Sport
Hilderser Unternehmen unterstützt Vize-Weltmeisterin Von Joachim Herbert, 21.05.2007Rollstuhl-Karate * WM: Bekleidung von MND-Sport für das deutsche Nationalteam
Das Engagement der Rhöner Firma MND-Sport hat den deutschen Rollstuhl-Karatekämpfern Glück gebracht. Als offizieller Ausrüster fungierte das Unternehmen aus dem Hilderser Ortsteil Batten für die deutsche Nationalmannschaft, die bei der Weltmeisterschaft in Japan eine Silbermedaille gewann.
Ausgestattet mit Trainingsanzügen, Sweatshirts und T-Shirts von MND-Sport traten die Athleten ihre Reise nach Okinawa an. Bei den Wettkämpfen überzeugte die 27-jährige Manuela Feher aus Leipzig mit einem starken Katavortrag.
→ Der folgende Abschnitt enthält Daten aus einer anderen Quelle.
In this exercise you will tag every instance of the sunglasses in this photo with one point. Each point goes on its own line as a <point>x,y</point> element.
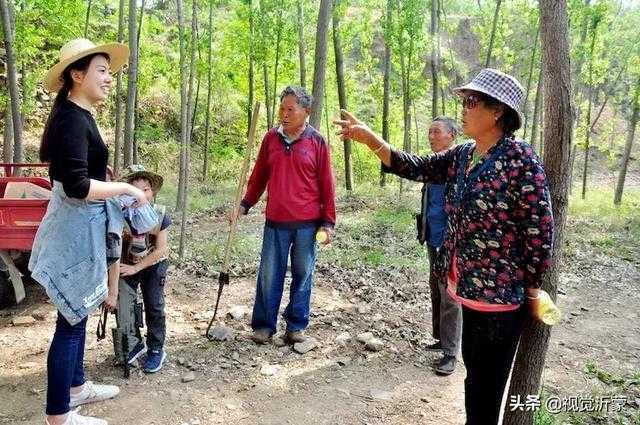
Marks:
<point>471,101</point>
Mit nur einem Zehntel lag sie hinter der Siegerin aus Japan und holte damit das silberne Edelmetall.
Dass die deutsche Delegation den weiten Weg nach Japan nicht umsonst gemacht, zeigen auch die beeindruckenden Leistungen der drei Teamkollegen Elke Krause, Karena Schultheiß und Nazar Saeed. Während Karena Schultheiß den Einzug ins Finale knapp verpasste, belegte Elke Krause den 6. Platz und Nazar Saeed den 7. Platz. „Wir sind sehr stolz auf unsere Rolli-Kämpfer“, erzählten die Trainer Sonja Stockmann und Frank Heimbucher. „Alle vier haben Nervenstärke bewiesen und ihre Katas überzeugend und fehlerfrei vorgetragen.“
Das intensive Training der vier Rollstuhl-Kämpfer seit ihrer Qualifikation bei der ersten Deutschen Meisterschaft im Juni 2006 hat sich bezahlt gemacht. Den „letzten Schliff“ erhielten sie dann in Tokio durch den japanischen Meister Tadashi Ishikawa. Er hat die noch junge Sportart Rollstuhl-Karate vor sechs Jahren nach Deutschland gebracht und begleitet seitdem die Leipziger Rollstuhl-Kämpfer.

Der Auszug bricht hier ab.